When the signal wave has constant amplitude but varying frequency, the signal wave is said to be Frequency Modulated. Similarly, When the signal wave has constant frequency but varying amplitude, the signal wave is said to be Amplitude Modulated.
FM stands for Frequency Modulation.
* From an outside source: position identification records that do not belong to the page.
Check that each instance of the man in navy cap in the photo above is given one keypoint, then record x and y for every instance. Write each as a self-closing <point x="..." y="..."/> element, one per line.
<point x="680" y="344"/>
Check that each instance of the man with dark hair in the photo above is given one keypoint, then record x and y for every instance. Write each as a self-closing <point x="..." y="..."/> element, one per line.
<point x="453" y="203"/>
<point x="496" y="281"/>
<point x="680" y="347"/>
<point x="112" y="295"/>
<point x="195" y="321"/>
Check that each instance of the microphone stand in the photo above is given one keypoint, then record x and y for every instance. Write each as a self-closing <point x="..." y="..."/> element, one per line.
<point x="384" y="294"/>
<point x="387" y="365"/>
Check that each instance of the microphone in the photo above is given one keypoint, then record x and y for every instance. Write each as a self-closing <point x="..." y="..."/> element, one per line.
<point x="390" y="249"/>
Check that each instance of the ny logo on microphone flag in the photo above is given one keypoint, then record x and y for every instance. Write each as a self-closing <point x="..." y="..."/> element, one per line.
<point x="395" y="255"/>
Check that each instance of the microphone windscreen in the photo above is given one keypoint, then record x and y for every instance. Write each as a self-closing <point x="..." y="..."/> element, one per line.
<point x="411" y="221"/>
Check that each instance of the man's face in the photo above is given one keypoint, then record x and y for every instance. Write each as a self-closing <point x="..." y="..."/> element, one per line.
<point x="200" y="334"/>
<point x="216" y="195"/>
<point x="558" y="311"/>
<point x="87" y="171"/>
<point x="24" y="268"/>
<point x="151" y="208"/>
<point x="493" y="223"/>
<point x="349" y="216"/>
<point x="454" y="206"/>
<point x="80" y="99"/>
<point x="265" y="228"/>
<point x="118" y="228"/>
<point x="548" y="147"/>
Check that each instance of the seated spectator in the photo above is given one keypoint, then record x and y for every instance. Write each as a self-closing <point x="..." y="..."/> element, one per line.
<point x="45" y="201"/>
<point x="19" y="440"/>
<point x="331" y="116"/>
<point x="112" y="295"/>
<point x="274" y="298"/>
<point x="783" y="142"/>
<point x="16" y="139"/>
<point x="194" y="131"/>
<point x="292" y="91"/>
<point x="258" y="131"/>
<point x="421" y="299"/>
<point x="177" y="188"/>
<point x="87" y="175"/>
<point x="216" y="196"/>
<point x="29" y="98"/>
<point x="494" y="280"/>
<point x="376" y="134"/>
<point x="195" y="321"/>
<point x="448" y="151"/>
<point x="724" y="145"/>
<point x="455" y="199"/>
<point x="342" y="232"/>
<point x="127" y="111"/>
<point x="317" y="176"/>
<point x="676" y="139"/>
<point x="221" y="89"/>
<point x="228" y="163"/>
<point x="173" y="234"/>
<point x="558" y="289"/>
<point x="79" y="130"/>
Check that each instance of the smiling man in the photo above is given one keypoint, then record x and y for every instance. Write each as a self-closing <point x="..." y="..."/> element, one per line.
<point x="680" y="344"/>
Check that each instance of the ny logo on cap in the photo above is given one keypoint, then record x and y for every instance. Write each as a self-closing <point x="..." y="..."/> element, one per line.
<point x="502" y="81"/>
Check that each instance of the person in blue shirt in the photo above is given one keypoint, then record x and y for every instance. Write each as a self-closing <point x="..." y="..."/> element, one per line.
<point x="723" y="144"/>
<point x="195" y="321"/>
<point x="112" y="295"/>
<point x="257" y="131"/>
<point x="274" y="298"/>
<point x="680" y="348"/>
So, Frequency Modulation is aptly defined as changing the frequency of the carrier wave by superimposing the signal wave on top of it.

$m = \dfrac{{Actual{\text{ }}frequency{\text{ }}deviation}}{{Maximum{\text{ }}allowed{\text{ }}frequency{\text{ }}deviation}} \times 100\% $
where m is the modulation percentage.
The above formula can also be used for amplitude modulation. In that case, we replace frequency with amplitude.

Complete step by step solution:
Now, we know the formula of modulation percentage as
$m = \dfrac{{Actual{\text{ }}frequency{\text{ }}deviation}}{{Maximum{\text{ }}allowed{\text{ }}frequency{\text{ }}deviation}} \times 100\% $
Given in question that modulation percentage is \[100\% \]
Inserting the value of modulation percentage in the above equation,
We get,
$100\% = \dfrac{{Actual{\text{ }}frequency{\text{ }}deviation}}{{Maximum{\text{ }}allowed{\text{ }}frequency{\text{ }}deviation}} \times 100\% $
Now cancelling \[100\% \]from Left-Hand Side and Right-Hand Side,
We get,
$1 = \dfrac{{Actual{\text{ }}frequency{\text{ }}deviation}}{{Maximum{\text{ }}allowed{\text{ }}frequency{\text{ }}deviation}}$
Bringing Maximum allowed frequency deviation from Right-Hand Side to Left-Hand Side,
\[Maximum{\text{ }}allowed{\text{ }}frequency{\text{ }}deviation = Actual{\text{ }}frequency{\text{ }}deviation\]

Hence, Option (B) is correct.


Note:
After the second step, where we cancel out \[100\% \] from Left-Hand Side to Right-Hand Side, care must be taken to write 1 in the Left-Hand Side and not 0. Many students perform this silly mistake in a hurry.